More details: The patient is currently not eligible for any of the trials investigating the drug; the patient is seeking use of the drug via a "compassionate use" clause via which the FDA "allows an unapproved drug still in development to go to a patient with few alternatives remaining, also absolving the drug maker of liability should the drug not work or cause harm"; pharmaceutical companies are not required to provide a drug requested under the "compassionate use" clause.
So why is the relevant drug company really refusing to give the drug to the patient for free? Let us count the reasons: the drug company would lose money by giving an incredibly expensive drug away for free, the drug is incredibly expensive due to the onerous FDA regulation/drug approval process, the drug is also incredibly expense due to the State-decreed IP intellectual monopoly system. There are probably additional reasons, all caused by the fascist nature of the U.S. medical system.

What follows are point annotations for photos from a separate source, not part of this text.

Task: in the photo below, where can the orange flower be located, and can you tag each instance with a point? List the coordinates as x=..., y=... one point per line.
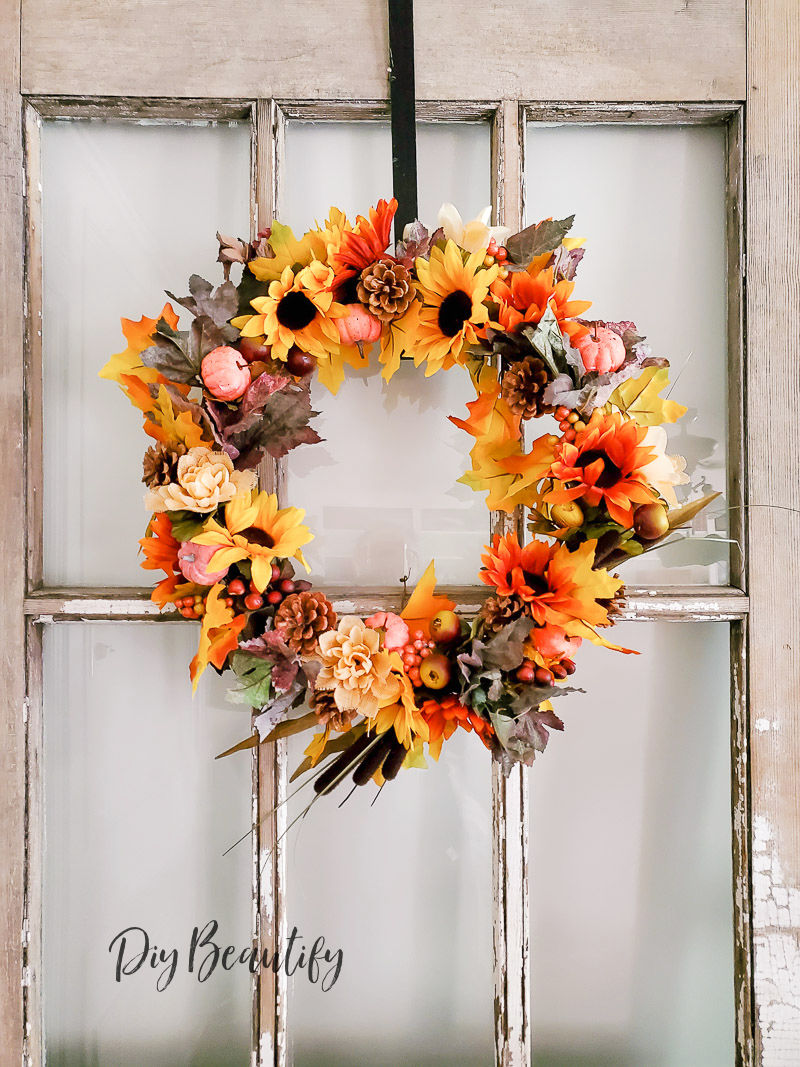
x=367, y=242
x=524, y=296
x=445, y=716
x=605, y=464
x=161, y=554
x=555, y=584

What is the drug company's PR stance? The company interestingly claims it "would be unethical and reckless to provide end-stage refractory ovarian cancer patients outside a clinical trial with BMN 673 at this early stage of development". What is the patient's PR stance? It is unethical for the company to refuse to provide the drug to her for free to protect "its wallet at the expense" of the patient possibly dying. Art Caplan, the national bioethics "expert", told the reporter that "it's too early in the process for a compassionate use exception for a different form of cancer than the one" the pharmaceutical company is targeting, especially because the drug could harm the patient even "speeding her death".
As usual everyone is wrong in this case. The libertarian analysis is as follows: the pharmaceutical company has no legal obligation to provide the drug for free to the patient, however the pharmaceutical company should provide the drug for free to the patient purely for strategic PR reasons, the patient (any patient) should not entertain the absurd idea that a pharmaceutical company has the legal obligation to provide her with free drugs, the drug is only expensive because of the State, eliminate the State (and therefore the "compassionate use" clause and the FDA and IP) and the problem is eliminated.